The structure of HIV has been visualized by using some molecular biology techniques such as X-ray crystallography and cryo-electron microscopy which in turn has been possible after the creation of stable recombinant forms of the viral spikes (Benjamin et al., 2005). These stable forms of the viral spikes were produced by mutating the isoleucine to proline in gp41 as well as making an intersubunit disulphide bridge. These viral spikes are the best vaccine targets because they display very little non-neutralizing epitopes in contrary to gp120 which suppresses the immune response to target epitopes (Fig. 1) (Sanders et al., 2013).
Genome of HIV
HIV genome encodes for structural proteins that are found in almost every virus belonging to the group retroviruses; and the non-structural or accessory proteins that exist only in HIV. HIV genome contains nine genes that encode for fifteen different kinds of proteins including structural and non-structural proteins and seven landmarks that are Long Terminal Repeats (LTR), Trans-Activation Response( TAR ), Rev Response Element (RRE), PE, SLIP, CRS, INS. HIV possesses highly sophisticated splicing system that produces fifteen proteins from less than 10kb genome. Out of this, 9.5kb is non-spliced genome that encodes for structural proteins such as gag and pol and only 4.5 k singly spliced genome produces all the other accessory proteins such as Vir, Vfr, Vpu and env (G. Li et al., 2015). The only 2kb genome is multiple spliced that encodes for Tat, Rev, Nef. Tat and Rev are the regulatory proteins in the viral particle (Table 01). All these proteins are part of either the interior of the viral particle or the envelope of the virus. These proteins also contain some enzymes like polymerase enzymes or reverse transcriptase and integrase. All these genes may get mutated in different variants of HIV but one of these genes remained unaltered in all the variants of HIV and that is tev (Tev is actually a fusion of three genes i.e. tat, env, rev). The mutations in these genes produce a huge amount of genetic variability of HIV (G. Li et al., 2015).
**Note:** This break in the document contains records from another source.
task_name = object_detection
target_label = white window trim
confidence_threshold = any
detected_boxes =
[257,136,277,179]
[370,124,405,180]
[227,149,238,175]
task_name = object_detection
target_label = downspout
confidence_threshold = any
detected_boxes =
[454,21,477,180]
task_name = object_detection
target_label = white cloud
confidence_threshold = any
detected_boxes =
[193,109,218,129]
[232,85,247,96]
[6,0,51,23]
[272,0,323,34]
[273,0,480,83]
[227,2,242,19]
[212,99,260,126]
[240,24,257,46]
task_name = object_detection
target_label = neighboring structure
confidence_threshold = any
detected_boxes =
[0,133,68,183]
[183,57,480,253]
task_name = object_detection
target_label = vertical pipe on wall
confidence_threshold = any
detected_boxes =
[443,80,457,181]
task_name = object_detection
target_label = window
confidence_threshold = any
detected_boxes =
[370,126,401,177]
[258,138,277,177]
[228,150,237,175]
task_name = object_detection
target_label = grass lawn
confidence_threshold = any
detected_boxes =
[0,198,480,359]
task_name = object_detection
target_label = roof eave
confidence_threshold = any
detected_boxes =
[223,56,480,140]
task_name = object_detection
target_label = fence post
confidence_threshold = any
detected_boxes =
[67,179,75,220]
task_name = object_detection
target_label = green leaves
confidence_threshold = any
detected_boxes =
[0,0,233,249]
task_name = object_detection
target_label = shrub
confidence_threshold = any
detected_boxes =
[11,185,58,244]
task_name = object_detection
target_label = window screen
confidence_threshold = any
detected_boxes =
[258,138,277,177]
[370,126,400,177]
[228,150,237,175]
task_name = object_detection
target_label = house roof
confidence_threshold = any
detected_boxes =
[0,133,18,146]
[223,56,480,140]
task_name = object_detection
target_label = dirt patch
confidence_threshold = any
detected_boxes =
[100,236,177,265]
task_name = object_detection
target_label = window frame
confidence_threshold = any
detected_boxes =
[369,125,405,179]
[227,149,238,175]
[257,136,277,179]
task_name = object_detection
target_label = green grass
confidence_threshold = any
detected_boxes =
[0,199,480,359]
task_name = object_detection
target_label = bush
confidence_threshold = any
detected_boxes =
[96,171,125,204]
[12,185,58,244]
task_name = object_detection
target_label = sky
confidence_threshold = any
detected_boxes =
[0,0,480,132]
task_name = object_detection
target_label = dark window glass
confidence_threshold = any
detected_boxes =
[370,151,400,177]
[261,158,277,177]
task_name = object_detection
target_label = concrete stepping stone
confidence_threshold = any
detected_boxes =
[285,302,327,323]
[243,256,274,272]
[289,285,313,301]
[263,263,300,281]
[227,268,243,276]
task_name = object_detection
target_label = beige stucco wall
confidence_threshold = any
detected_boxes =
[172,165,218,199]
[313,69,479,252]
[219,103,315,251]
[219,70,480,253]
Table 1: Different HIV virus genes and their corresponding protein products.
|Class||Gene name||Primary protein products|
|Viral structural proteins||gag||Gag polyprotein|
|Essential regulatory elements||tat||Tat|
|Accessory regulatory proteins||nef||Nef|
Group-specific antigen (gag) encodes for a gag-polyprotein that is further processed during the period of maturation by the viral proteases into MA (matrix protein, p17); CA (capsid protein, p24); SP1 (spacer peptide 1, p2); NC (nucleocapsid protein, p7); SP2 (spacer peptide 2, p1) and P6 protein (Henrich et al., 2017). Pol gene encodes for reverse transcriptase, integrase, RNAase and protease. RT is the typical enzyme of retroviruses that produces double-stranded DNA from viral RNA. IN is responsible for the integration of this dsDNA to host genome. Proteases process the gag polyproteins during maturation of the viral particle. Env gene encodes for a very unique protein gp160. This protein is ultimately converted into gp120 and gp41 by the host proteases furin in a small organelle called endoplasmic reticulum. Gp160 is converted into gp120 and gp41 by post-translational modification. Former is responsible for attachment of the viral particle onto CD4 receptors located on lymphocytes cells and latter embeds into the viral outmost envelope enabling the virus to fuse to the target cells (Fig. 2) (King et al., 2016).